Manfaat nyata dari kegiatan ini langsung terasa oleh para peserta. Mereka mendapatkan wawasan terbaru mengenai tren ekonomi kreatif, peluang kerja lepas, dan strategi pemasaran, sekaligus menjalin jejaring dengan pemerintah dan pelaku usaha lain. Setiap sesi dialog menjadi inspirasi yang bisa diterapkan dalam usaha sehari-hari.

Dalam sambutannya, Wakil Wali Kota menyinggung dinamika ekonomi global dan fenomena pekerja lepas yang diminati generasi muda. Meski membawa peluang, hal ini juga menuntut kesiapan dalam menghadapi pendapatan tidak menentu dan minimnya perlindungan regulasi, sehingga pendampingan dan pelatihan menjadi sangat penting.

Pemerintah Kota Kupang juga menghadirkan program inovatif seperti Saboak (Sunday Market Buat Orang Kupang), yang melibatkan ratusan UMKM setiap akhir pekan dengan perputaran ekonomi mencapai ratusan juta rupiah. Inisiatif ini bukan hanya meningkatkan pendapatan, tetapi juga membangun ekosistem usaha yang berkelanjutan dan terhubung dengan masyarakat luas.

Event budaya di tiap kelurahan turut dimanfaatkan sebagai ruang kolaborasi kreatif. “Event ini bukan sekadar hiburan, tetapi panggung untuk pelaku usaha, komunitas, dan warga menciptakan atraksi unik sesuai karakter masing-masing komunitas,” kata Wakil Wali Kota, menekankan nilai edukatif sekaligus ekonomi dari setiap kegiatan.

Sinode GMIT juga berperan strategis melalui inisiatif GG Mart, bekerja sama dengan Bank Indonesia. GG Mart menjadi simbol kemandirian ekonomi jemaat sekaligus wadah pemasaran produk lokal, membuktikan bahwa kolaborasi institusi keagamaan dan pemerintah bisa mendorong pertumbuhan ekonomi yang inklusif.

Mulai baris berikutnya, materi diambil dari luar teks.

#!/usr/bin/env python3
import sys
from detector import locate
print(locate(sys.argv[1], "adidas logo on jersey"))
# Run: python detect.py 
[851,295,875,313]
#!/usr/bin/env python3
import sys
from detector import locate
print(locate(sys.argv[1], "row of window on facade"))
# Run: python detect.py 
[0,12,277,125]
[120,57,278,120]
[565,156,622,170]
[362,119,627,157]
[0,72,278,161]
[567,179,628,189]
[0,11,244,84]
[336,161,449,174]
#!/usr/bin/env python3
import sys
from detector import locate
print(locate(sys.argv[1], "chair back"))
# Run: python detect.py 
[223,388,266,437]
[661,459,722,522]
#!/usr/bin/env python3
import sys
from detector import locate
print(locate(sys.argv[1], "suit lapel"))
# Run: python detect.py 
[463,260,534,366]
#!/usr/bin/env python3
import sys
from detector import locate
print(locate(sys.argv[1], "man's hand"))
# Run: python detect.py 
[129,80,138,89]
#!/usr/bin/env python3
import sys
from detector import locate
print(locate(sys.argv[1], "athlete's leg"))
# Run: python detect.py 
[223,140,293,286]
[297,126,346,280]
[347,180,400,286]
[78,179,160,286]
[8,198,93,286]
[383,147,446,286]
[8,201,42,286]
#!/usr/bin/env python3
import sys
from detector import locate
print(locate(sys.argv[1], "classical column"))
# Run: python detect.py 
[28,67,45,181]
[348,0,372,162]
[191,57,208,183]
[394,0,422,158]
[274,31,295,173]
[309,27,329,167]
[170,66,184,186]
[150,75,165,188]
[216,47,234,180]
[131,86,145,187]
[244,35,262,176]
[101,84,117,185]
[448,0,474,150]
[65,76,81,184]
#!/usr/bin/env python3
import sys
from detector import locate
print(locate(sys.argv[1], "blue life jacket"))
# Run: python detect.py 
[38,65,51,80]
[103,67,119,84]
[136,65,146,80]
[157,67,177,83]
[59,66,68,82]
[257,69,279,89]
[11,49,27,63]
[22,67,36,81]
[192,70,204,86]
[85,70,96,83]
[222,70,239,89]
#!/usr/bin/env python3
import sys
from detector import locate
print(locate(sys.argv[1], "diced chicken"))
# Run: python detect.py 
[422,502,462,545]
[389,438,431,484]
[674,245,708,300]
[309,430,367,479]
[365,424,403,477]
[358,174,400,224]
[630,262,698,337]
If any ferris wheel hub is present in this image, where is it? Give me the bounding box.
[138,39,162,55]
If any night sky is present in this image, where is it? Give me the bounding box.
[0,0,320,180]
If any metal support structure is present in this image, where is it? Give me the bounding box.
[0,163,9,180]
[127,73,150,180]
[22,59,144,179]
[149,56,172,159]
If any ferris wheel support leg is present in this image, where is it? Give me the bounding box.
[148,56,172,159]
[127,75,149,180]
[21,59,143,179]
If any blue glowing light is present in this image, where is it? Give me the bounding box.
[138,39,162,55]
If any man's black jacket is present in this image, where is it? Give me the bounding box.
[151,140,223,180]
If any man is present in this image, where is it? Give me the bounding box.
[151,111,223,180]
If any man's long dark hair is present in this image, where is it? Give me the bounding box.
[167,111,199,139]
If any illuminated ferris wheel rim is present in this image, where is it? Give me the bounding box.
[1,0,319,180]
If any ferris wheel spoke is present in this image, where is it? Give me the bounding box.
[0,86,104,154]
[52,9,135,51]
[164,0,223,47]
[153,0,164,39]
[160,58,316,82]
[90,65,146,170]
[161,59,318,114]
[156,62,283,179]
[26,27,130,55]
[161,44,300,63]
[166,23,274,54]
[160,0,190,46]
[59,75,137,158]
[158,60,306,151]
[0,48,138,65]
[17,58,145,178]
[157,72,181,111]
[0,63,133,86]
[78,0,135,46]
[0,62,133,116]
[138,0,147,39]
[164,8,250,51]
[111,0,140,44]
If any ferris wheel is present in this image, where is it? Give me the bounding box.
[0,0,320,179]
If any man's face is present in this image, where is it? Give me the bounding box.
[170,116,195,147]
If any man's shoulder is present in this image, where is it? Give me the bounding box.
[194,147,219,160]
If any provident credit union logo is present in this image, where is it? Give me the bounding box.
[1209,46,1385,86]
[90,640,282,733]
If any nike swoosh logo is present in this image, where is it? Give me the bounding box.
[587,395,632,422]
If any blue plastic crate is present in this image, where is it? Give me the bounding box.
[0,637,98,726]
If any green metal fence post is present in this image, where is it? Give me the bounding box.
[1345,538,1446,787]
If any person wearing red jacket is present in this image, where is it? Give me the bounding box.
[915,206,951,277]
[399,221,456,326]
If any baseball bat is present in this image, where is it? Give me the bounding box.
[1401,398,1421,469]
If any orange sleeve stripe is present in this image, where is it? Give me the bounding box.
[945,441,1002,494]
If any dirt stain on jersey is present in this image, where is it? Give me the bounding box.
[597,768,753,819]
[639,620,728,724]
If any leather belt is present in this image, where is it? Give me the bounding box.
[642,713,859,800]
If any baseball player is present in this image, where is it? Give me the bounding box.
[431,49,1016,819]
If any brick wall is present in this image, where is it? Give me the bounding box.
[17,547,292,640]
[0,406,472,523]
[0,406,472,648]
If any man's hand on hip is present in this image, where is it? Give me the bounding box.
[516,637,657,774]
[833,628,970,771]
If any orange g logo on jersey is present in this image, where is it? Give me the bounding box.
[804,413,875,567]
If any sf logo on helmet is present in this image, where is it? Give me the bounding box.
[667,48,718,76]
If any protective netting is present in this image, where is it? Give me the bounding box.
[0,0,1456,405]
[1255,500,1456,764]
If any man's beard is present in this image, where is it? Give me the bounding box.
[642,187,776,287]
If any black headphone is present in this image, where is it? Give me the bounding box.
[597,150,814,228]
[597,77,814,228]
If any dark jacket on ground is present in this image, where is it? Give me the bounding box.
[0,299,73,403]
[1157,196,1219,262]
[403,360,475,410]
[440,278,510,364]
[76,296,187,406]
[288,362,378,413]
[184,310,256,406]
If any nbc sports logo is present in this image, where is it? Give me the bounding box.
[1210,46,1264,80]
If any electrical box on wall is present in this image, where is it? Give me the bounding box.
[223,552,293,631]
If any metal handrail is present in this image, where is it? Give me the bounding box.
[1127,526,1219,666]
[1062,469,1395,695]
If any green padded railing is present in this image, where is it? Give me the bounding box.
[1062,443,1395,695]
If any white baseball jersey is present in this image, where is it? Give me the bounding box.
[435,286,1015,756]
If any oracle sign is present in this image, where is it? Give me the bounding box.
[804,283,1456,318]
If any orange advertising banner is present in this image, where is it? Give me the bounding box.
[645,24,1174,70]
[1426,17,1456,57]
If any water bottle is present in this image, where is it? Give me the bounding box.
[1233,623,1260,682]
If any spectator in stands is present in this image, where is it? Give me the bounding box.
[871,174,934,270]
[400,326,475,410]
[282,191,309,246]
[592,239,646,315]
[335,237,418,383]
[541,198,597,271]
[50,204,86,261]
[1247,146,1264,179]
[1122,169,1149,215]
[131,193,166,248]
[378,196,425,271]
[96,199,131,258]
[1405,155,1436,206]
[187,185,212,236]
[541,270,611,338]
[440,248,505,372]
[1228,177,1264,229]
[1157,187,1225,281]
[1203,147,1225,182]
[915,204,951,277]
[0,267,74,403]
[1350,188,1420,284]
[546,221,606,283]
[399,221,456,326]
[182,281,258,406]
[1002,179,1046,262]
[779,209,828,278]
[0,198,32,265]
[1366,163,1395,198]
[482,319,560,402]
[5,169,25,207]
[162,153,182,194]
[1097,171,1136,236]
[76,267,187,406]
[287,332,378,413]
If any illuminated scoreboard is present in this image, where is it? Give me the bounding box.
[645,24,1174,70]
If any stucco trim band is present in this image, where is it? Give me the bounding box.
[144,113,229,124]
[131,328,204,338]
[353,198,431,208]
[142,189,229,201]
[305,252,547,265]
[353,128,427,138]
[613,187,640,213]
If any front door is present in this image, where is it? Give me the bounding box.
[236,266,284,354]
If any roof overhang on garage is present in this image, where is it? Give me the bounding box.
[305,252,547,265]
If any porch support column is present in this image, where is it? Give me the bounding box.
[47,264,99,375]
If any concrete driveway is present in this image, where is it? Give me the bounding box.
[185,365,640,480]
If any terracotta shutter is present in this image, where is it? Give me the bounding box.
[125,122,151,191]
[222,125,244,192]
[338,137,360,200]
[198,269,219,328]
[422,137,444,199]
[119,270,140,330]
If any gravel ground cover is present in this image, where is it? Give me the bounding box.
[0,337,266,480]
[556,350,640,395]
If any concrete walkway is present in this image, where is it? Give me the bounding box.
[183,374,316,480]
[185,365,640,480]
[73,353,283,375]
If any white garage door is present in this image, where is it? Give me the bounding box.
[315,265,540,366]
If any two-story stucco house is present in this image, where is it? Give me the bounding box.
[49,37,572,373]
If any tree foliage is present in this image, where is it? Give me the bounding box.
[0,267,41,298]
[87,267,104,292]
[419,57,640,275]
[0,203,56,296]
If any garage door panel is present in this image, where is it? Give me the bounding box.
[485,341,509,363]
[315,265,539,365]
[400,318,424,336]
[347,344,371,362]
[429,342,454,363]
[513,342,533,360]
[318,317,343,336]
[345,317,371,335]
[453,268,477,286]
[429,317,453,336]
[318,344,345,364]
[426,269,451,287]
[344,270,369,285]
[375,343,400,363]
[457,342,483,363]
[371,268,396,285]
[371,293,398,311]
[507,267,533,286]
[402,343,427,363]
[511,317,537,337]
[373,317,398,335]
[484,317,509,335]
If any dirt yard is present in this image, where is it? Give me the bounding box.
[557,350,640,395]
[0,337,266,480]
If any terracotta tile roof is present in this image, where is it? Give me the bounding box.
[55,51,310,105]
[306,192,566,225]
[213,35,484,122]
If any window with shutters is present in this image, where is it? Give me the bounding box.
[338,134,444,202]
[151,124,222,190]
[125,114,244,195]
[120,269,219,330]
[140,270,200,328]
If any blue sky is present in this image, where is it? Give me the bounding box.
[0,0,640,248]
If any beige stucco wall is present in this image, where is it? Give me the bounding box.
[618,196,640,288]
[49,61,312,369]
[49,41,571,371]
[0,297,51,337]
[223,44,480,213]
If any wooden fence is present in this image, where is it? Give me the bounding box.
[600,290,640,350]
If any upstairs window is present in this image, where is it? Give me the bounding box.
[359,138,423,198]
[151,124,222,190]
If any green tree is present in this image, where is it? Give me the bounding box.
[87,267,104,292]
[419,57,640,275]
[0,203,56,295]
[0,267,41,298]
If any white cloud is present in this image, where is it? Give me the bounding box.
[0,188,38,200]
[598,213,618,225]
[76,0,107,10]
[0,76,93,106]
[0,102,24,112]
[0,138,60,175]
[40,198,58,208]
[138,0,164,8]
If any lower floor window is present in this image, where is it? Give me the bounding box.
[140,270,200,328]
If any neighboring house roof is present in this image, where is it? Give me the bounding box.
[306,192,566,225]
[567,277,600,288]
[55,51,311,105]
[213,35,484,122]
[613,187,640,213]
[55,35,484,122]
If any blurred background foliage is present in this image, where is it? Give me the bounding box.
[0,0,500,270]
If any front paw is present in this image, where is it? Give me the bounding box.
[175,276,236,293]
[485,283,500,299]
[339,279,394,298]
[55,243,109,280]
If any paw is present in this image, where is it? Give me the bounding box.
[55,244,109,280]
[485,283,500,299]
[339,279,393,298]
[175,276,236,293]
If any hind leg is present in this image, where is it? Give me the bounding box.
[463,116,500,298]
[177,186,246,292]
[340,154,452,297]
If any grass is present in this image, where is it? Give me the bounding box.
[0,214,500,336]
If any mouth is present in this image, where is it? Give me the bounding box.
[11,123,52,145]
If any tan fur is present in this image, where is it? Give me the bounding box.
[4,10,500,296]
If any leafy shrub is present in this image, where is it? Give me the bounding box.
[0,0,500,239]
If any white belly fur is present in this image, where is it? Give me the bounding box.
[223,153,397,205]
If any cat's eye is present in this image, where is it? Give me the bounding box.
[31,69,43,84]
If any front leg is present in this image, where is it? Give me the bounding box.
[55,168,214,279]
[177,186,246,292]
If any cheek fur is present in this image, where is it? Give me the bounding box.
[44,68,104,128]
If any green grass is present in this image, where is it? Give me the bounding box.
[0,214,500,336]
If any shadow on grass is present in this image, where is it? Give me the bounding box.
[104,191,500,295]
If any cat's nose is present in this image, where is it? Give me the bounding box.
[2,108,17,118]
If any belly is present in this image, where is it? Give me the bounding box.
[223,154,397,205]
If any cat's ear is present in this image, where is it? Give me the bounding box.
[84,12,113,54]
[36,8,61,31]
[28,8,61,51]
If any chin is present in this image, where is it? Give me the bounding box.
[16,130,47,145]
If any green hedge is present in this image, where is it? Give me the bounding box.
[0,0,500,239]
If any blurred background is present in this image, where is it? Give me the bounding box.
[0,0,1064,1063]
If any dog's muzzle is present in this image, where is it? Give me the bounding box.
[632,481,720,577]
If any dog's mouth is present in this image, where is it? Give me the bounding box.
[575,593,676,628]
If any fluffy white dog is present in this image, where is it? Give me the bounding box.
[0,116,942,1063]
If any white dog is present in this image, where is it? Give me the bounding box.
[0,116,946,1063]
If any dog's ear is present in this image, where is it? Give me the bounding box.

Tanggapan masyarakat dan peserta terasa hangat. Ibu Rina, pelaku UMKM lokal, mengatakan, “Kegiatan ini memberi saya inspirasi dan peluang baru. Rasanya seperti ada angin segar yang mendorong usaha saya untuk lebih maju.” Testimoni ini menegaskan bahwa program bukan sekadar formalitas, tetapi berdampak nyata pada kehidupan wirausahawan.

Kegiatan temu koordinasi ini juga menegaskan prinsip “memerintah adalah melayani.” Setiap kebijakan dan program diarahkan untuk membuka peluang, memberi ruang, dan menumbuhkan semangat kewirausahaan sehingga masyarakat bisa tumbuh dan berdaya bersama.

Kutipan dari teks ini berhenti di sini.